Nesta terça-feira (30), o Ministério Público de Sergipe (MPSE) informou que recomendou às empresas do transporte coletivo de Aracaju limitar o número de passageiros transportados ao de assentos existentes. A medida, segundo o documento, visa manter o distanciamento social e reduzir os riscos de contaminação e propagação do novo coronavírus entre usuários e trabalhadores.
A recomendação também pede que seja garantida a circulação dos veículos com janelas e alçapões de teto abertos para manter o ambiente arejado; somente permitir o acesso ao transporte público de passageiros que estejam usando máscaras de proteção respiratória; que seja disponibilizado álcool em gel 70%, em local de fácil acesso aos passageiros, preferencialmente na entrada e na saída dos veículos.

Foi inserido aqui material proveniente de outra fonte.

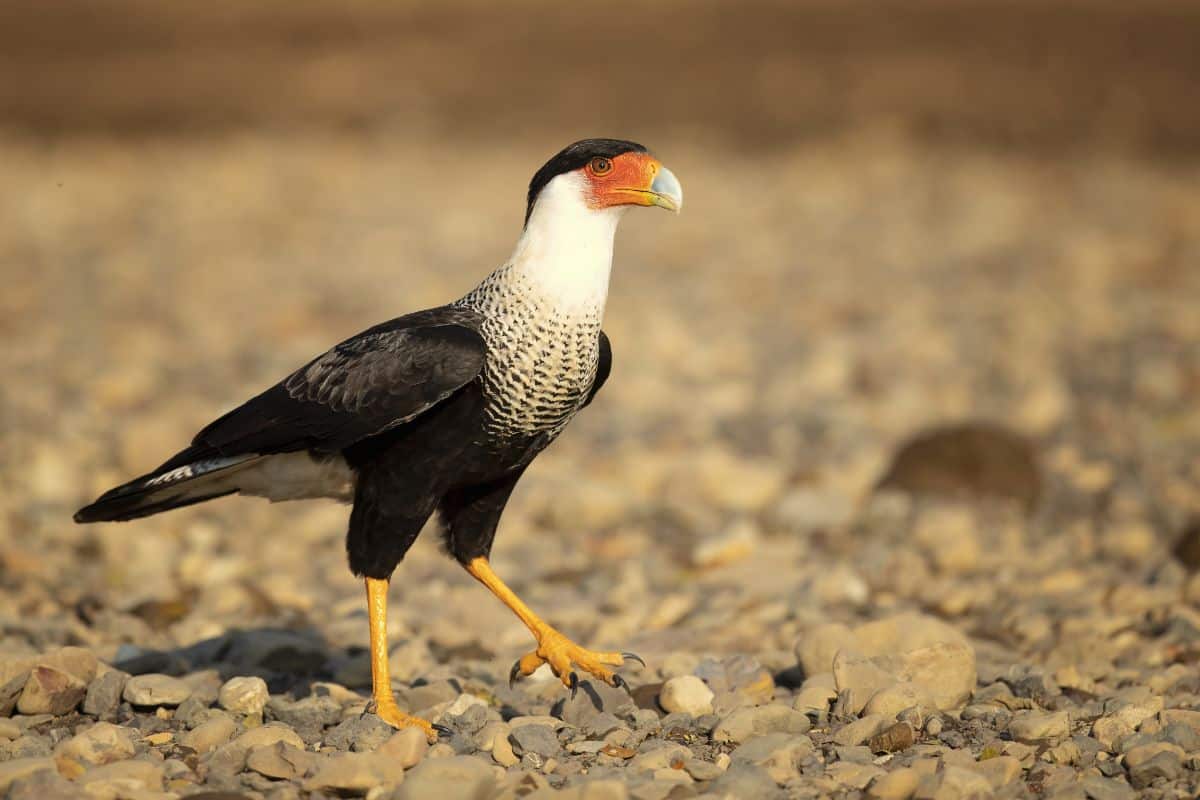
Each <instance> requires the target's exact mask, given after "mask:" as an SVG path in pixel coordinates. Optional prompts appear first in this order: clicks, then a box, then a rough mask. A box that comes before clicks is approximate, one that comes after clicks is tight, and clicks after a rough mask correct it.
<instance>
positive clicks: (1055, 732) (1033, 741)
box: [1008, 711, 1070, 744]
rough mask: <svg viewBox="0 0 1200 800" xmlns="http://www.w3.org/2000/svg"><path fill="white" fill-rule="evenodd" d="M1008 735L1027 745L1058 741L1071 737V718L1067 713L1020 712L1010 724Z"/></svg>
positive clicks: (1036, 711)
mask: <svg viewBox="0 0 1200 800" xmlns="http://www.w3.org/2000/svg"><path fill="white" fill-rule="evenodd" d="M1008 733H1009V734H1010V735H1012V736H1013V739H1015V740H1016V741H1024V742H1025V744H1042V742H1048V741H1058V740H1062V739H1066V738H1067V736H1069V735H1070V717H1069V715H1068V714H1067V712H1066V711H1055V712H1045V711H1018V712H1015V714H1014V715H1013V718H1012V720H1010V721H1009V723H1008Z"/></svg>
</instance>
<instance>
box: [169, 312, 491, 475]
mask: <svg viewBox="0 0 1200 800" xmlns="http://www.w3.org/2000/svg"><path fill="white" fill-rule="evenodd" d="M480 321H481V318H480V315H479V314H478V313H476V312H473V311H469V309H463V308H451V307H442V308H432V309H430V311H422V312H416V313H415V314H408V315H407V317H401V318H398V319H394V320H391V321H388V323H383V324H382V325H377V326H374V327H372V329H370V330H366V331H364V332H362V333H359V335H358V336H355V337H353V338H349V339H347V341H344V342H342V343H341V344H338V345H336V347H335V348H332V349H331V350H329V351H328V353H325V354H324V355H322V356H319V357H317V359H314V360H313V361H311V362H308V363H307V365H305V366H304V367H301V368H300V369H296V371H295V372H294V373H292V374H290V375H288V377H287V378H284V379H283V380H281V381H280V383H278V384H276V385H275V386H271V387H270V389H268V390H266V391H265V392H263V393H262V395H259V396H257V397H254V398H253V399H251V401H248V402H246V403H245V404H242V405H241V407H239V408H236V409H234V410H233V411H229V413H228V414H226V415H224V416H222V417H221V419H218V420H216V421H215V422H212V423H211V425H209V426H208V427H205V428H204V429H203V431H200V432H199V433H198V434H196V438H194V439H193V440H192V446H191V447H188V449H187V450H185V451H184V452H181V453H179V455H178V456H175V458H173V459H172V461H170V462H167V464H163V468H169V467H170V465H172V464H173V463H174V462H176V461H178V462H180V463H186V462H192V461H194V459H196V457H197V456H198V455H211V453H217V455H222V456H234V455H240V453H260V455H265V453H280V452H293V451H298V450H313V451H317V452H329V453H336V452H340V451H342V450H344V449H346V447H349V446H350V445H353V444H355V443H358V441H361V440H364V439H366V438H368V437H372V435H376V434H379V433H383V432H384V431H388V429H389V428H394V427H396V426H397V425H402V423H404V422H408V421H409V420H412V419H414V417H416V416H418V415H420V414H421V413H424V411H426V410H428V409H430V408H431V407H433V405H436V404H437V403H440V402H442V401H444V399H445V398H448V397H449V396H451V395H452V393H455V392H456V391H458V390H460V389H462V387H463V386H466V385H467V384H469V383H470V381H473V380H474V379H475V378H476V377H478V375H479V373H480V372H481V371H482V367H484V355H485V344H484V338H482V336H480V333H479V324H480ZM160 469H162V468H160Z"/></svg>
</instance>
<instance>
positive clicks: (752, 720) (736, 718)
mask: <svg viewBox="0 0 1200 800" xmlns="http://www.w3.org/2000/svg"><path fill="white" fill-rule="evenodd" d="M811 727H812V723H811V722H810V721H809V717H808V715H805V714H803V712H802V711H797V710H796V709H790V708H787V706H786V705H762V706H757V708H743V709H738V710H737V711H734V712H733V714H730V715H728V716H726V717H725V718H724V720H721V721H720V722H719V723H718V726H716V727H715V728H714V729H713V740H714V741H718V742H732V744H740V742H743V741H745V740H748V739H749V738H750V736H761V735H764V734H768V733H808V732H809V728H811Z"/></svg>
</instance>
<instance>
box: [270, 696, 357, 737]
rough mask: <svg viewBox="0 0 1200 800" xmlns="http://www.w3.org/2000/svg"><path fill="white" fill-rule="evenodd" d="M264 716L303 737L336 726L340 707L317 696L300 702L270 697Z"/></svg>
mask: <svg viewBox="0 0 1200 800" xmlns="http://www.w3.org/2000/svg"><path fill="white" fill-rule="evenodd" d="M266 716H268V718H271V720H278V721H280V722H282V723H283V724H286V726H288V727H289V728H295V730H296V732H298V733H300V735H305V732H310V733H320V732H322V730H324V729H325V728H328V727H329V726H331V724H336V723H337V722H338V720H341V718H342V705H341V703H338V702H337V700H335V699H334V698H331V697H326V696H317V694H310V696H308V697H306V698H304V699H300V700H292V699H288V698H286V697H272V698H271V699H270V700H269V702H268V704H266ZM306 738H307V736H306Z"/></svg>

As empresas ainda deverão realizar limpeza rápida das superfícies e pontos de contato com as mãos dos usuários, como roleta, bancos, balaústres, corrimão e apoios em geral, com álcool; e limpeza minuciosa diária no retorno do veículo para a garagem.

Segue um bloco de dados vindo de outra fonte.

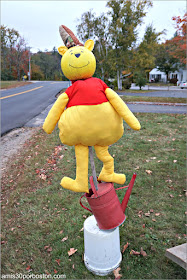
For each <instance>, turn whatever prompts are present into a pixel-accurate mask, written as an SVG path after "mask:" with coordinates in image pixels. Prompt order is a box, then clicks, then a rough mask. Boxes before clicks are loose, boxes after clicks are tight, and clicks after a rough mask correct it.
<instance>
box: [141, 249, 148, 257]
mask: <svg viewBox="0 0 187 280" xmlns="http://www.w3.org/2000/svg"><path fill="white" fill-rule="evenodd" d="M140 255H142V256H143V257H146V256H147V253H146V252H145V251H144V250H143V248H142V247H141V250H140Z"/></svg>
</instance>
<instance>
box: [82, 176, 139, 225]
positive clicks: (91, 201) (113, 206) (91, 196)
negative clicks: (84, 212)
mask: <svg viewBox="0 0 187 280" xmlns="http://www.w3.org/2000/svg"><path fill="white" fill-rule="evenodd" d="M135 179H136V174H135V173H134V174H133V176H132V179H131V181H130V183H129V185H128V186H124V187H121V188H118V189H116V190H120V189H124V188H127V191H126V194H125V196H124V198H123V201H122V204H120V202H119V199H118V196H117V194H116V190H115V188H114V184H113V183H104V182H103V183H99V184H98V185H97V189H96V187H95V185H94V178H93V177H90V184H91V188H90V189H89V193H85V194H84V195H83V196H82V197H86V198H87V201H88V203H89V205H90V208H91V209H89V208H87V207H85V206H84V205H83V204H82V202H81V199H82V197H81V198H80V204H81V206H82V207H83V208H85V209H87V210H88V211H90V212H91V213H93V215H94V216H95V219H96V221H97V224H98V227H99V228H100V229H103V230H108V229H113V228H115V227H118V226H120V225H121V224H122V223H123V222H124V221H125V219H126V217H125V214H124V213H125V209H126V207H127V203H128V201H129V198H130V194H131V191H132V188H133V185H134V181H135Z"/></svg>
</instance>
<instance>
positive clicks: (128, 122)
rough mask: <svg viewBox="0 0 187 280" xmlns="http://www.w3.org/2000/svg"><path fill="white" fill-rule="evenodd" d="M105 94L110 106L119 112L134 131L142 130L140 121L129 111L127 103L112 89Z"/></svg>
mask: <svg viewBox="0 0 187 280" xmlns="http://www.w3.org/2000/svg"><path fill="white" fill-rule="evenodd" d="M105 94H106V97H107V99H108V100H109V102H110V104H111V105H112V106H113V107H114V109H115V110H116V111H117V112H118V114H119V115H120V116H121V117H122V118H123V119H124V121H125V122H126V123H127V124H128V125H129V126H130V127H131V128H132V129H134V130H140V128H141V126H140V123H139V121H138V119H137V118H136V117H135V116H134V114H133V113H132V112H131V111H130V110H129V108H128V107H127V105H126V104H125V102H124V101H123V100H122V99H121V98H120V97H119V95H118V94H117V93H116V92H115V91H113V90H112V89H111V88H107V89H106V90H105Z"/></svg>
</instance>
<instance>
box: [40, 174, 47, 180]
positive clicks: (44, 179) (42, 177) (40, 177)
mask: <svg viewBox="0 0 187 280" xmlns="http://www.w3.org/2000/svg"><path fill="white" fill-rule="evenodd" d="M39 177H40V178H41V179H42V180H44V181H45V180H46V179H47V176H46V175H45V174H41V175H39Z"/></svg>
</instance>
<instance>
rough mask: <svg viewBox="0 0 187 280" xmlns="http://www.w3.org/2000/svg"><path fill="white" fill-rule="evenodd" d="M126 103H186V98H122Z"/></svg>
mask: <svg viewBox="0 0 187 280" xmlns="http://www.w3.org/2000/svg"><path fill="white" fill-rule="evenodd" d="M121 98H122V99H123V100H124V101H125V102H135V101H138V102H140V101H142V102H157V103H186V98H173V97H152V96H125V95H124V96H121Z"/></svg>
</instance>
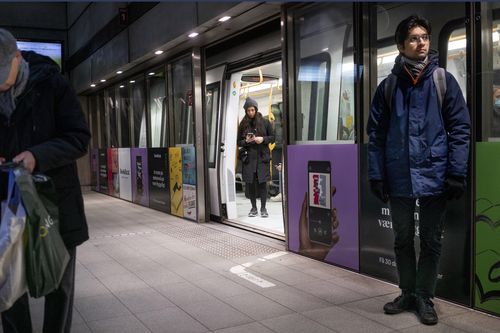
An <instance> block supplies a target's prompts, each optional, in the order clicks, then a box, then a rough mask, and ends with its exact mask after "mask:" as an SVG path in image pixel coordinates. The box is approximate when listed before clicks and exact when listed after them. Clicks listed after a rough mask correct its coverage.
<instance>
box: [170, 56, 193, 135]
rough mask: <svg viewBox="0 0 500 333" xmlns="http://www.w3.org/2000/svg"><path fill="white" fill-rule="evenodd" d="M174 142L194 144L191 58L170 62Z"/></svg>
mask: <svg viewBox="0 0 500 333" xmlns="http://www.w3.org/2000/svg"><path fill="white" fill-rule="evenodd" d="M172 87H173V98H174V100H173V103H174V104H173V105H174V133H175V139H174V140H175V144H176V145H177V144H194V133H193V130H194V115H193V75H192V70H191V58H190V57H189V56H186V57H183V58H181V59H179V60H177V61H175V62H173V63H172Z"/></svg>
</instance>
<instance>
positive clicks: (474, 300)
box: [474, 142, 500, 315]
mask: <svg viewBox="0 0 500 333" xmlns="http://www.w3.org/2000/svg"><path fill="white" fill-rule="evenodd" d="M475 199H476V200H475V201H476V216H475V221H474V228H475V230H476V236H475V237H476V242H475V243H476V248H475V251H474V255H475V262H476V267H475V279H474V295H475V297H474V306H475V307H476V308H479V309H483V310H486V311H489V312H493V313H495V314H496V315H500V142H478V143H477V144H476V198H475Z"/></svg>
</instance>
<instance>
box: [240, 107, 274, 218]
mask: <svg viewBox="0 0 500 333" xmlns="http://www.w3.org/2000/svg"><path fill="white" fill-rule="evenodd" d="M243 109H244V110H245V116H244V117H243V119H242V120H241V123H240V126H239V128H238V142H237V144H238V147H242V148H240V151H239V153H240V154H242V153H243V152H242V150H241V149H243V150H245V151H246V154H247V158H245V160H244V161H243V160H242V172H241V174H242V180H243V181H244V182H245V183H246V187H247V188H248V195H249V197H250V202H251V204H252V208H251V209H250V212H249V213H248V216H249V217H255V216H257V215H258V211H257V191H258V193H259V196H260V216H261V217H268V216H269V214H268V212H267V209H266V200H267V182H268V181H269V180H271V172H270V164H269V162H270V161H271V151H270V150H269V144H270V143H273V142H274V132H273V129H272V126H271V123H270V122H269V120H267V119H265V118H264V117H263V116H262V114H261V113H260V112H259V108H258V104H257V102H256V101H255V100H254V99H252V98H250V97H247V99H246V100H245V104H244V105H243Z"/></svg>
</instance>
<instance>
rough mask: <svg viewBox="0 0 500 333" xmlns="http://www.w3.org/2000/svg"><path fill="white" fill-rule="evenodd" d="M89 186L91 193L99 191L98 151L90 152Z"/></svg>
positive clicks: (92, 149)
mask: <svg viewBox="0 0 500 333" xmlns="http://www.w3.org/2000/svg"><path fill="white" fill-rule="evenodd" d="M90 169H91V170H90V186H91V189H92V190H93V191H99V149H97V148H92V149H91V151H90Z"/></svg>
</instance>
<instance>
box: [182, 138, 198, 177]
mask: <svg viewBox="0 0 500 333" xmlns="http://www.w3.org/2000/svg"><path fill="white" fill-rule="evenodd" d="M182 183H183V184H187V185H196V153H195V150H194V147H193V146H186V147H182Z"/></svg>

Os MPs ainda recomendam que haja flexibilização dos horários de início e fim da jornada, para evitar a coincidência com horários de maior utilização de transporte público e, em caso de fornecimento do transporte pelo próprio empregador, que seja garantida a ampliação das linhas disponibilizadas, a fim de reduzir o número de trabalhadores transportados simultaneamente.
Além do MPSE, os ministérios públicos do Trabalho e Federal também assinaram o documento.

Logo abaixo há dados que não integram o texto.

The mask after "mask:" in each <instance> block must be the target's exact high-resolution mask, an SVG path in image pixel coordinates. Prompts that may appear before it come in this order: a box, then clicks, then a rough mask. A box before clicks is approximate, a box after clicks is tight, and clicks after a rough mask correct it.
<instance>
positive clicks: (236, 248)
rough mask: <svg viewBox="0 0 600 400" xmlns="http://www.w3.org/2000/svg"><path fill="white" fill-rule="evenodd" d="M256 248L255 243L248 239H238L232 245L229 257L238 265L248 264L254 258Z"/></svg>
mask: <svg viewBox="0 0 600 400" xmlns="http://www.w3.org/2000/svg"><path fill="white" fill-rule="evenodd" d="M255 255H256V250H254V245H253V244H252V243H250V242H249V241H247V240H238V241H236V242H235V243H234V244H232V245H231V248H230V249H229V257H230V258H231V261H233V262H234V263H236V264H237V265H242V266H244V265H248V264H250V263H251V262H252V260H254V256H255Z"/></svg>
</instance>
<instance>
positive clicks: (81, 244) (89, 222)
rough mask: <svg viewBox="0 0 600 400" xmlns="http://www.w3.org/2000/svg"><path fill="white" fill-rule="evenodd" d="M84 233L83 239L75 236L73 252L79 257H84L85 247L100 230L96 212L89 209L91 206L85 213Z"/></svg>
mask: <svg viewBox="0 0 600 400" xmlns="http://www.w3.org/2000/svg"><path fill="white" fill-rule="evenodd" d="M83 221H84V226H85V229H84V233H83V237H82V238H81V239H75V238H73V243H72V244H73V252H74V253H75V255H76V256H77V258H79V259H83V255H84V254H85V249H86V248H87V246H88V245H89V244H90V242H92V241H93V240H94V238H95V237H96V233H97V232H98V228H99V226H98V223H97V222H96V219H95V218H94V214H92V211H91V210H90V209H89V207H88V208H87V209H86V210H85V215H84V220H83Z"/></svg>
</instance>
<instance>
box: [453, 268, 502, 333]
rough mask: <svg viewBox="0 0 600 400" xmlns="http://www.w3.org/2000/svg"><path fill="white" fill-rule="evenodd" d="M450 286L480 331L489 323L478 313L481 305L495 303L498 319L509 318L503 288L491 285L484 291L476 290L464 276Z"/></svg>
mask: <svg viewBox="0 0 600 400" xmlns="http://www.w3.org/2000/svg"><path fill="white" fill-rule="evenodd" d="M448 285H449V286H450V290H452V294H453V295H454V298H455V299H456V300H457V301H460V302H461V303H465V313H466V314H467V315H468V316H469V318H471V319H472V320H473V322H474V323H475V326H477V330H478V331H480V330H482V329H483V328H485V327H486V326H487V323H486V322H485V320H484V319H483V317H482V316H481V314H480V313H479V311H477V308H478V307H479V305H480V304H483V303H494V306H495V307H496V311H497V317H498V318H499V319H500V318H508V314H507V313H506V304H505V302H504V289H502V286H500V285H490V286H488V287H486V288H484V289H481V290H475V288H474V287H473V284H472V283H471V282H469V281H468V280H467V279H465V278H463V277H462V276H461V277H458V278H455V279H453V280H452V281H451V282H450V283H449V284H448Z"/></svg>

Em virtude do toque de recolher, a prefeitura da capital determinou que, de segunda a quinta-feira, a partir das 20h, a frota reduza e encerre as atividades às 22h. De sexta a domingo, a redução da frota ocorre a partir das 18h e o encerramento das atividades às 21h.
O Sindicato das Empresas de Transporte de Passageiros de Aracaju (Setransp) disse, em nota que, por ser responsável por mais de 100 mil deslocamentos diários, '"algumas medidas perpassam as possibilidades para esse modal".
"No que tange à limitação de usuários, para atender à presente recomendação seria necessário aumentar a frota com, no mínimo, o dobro dos 500 veículos hoje existentes", informou o comunicado.
"Diante do formato atual de centralização dos horários de pico, sem escalonamento do início e fim das atividades dos setores produtivos, a população continuaria a se concentrar nos terminais, pontos de ônibus e no interior dos veículos em períodos curtos para utilizar o mesmo serviço. Isso mostra que a fluidez almejada no serviço de transporte depende da implantação desse escalonamento pelos demais serviços e setores, neste caso, dispondo de mudanças de rotinas, como escalonamento do funcionamento de atividades", continuou.
O Setransp ainda elencou medidas que podem e devem ser adotadas com objetivo de diminuir as aglomerações no transporte público coletivo, como ampliação dos horários de pico com o escalonamento do início das atividades geradoras dos principais deslocamentos; e utilização de corredores exclusivos/prioritários para o transporte coletivo.
A nota ainda diz que a tentativa de se realizar impedimento do público durante o transbordo nos terminais colocaria em exposição os trabalhadores do transporte ao risco de confronto com os passageiros e afetaria diretamente o tempo de embarque/desembarque e a mobilidade das pessoas.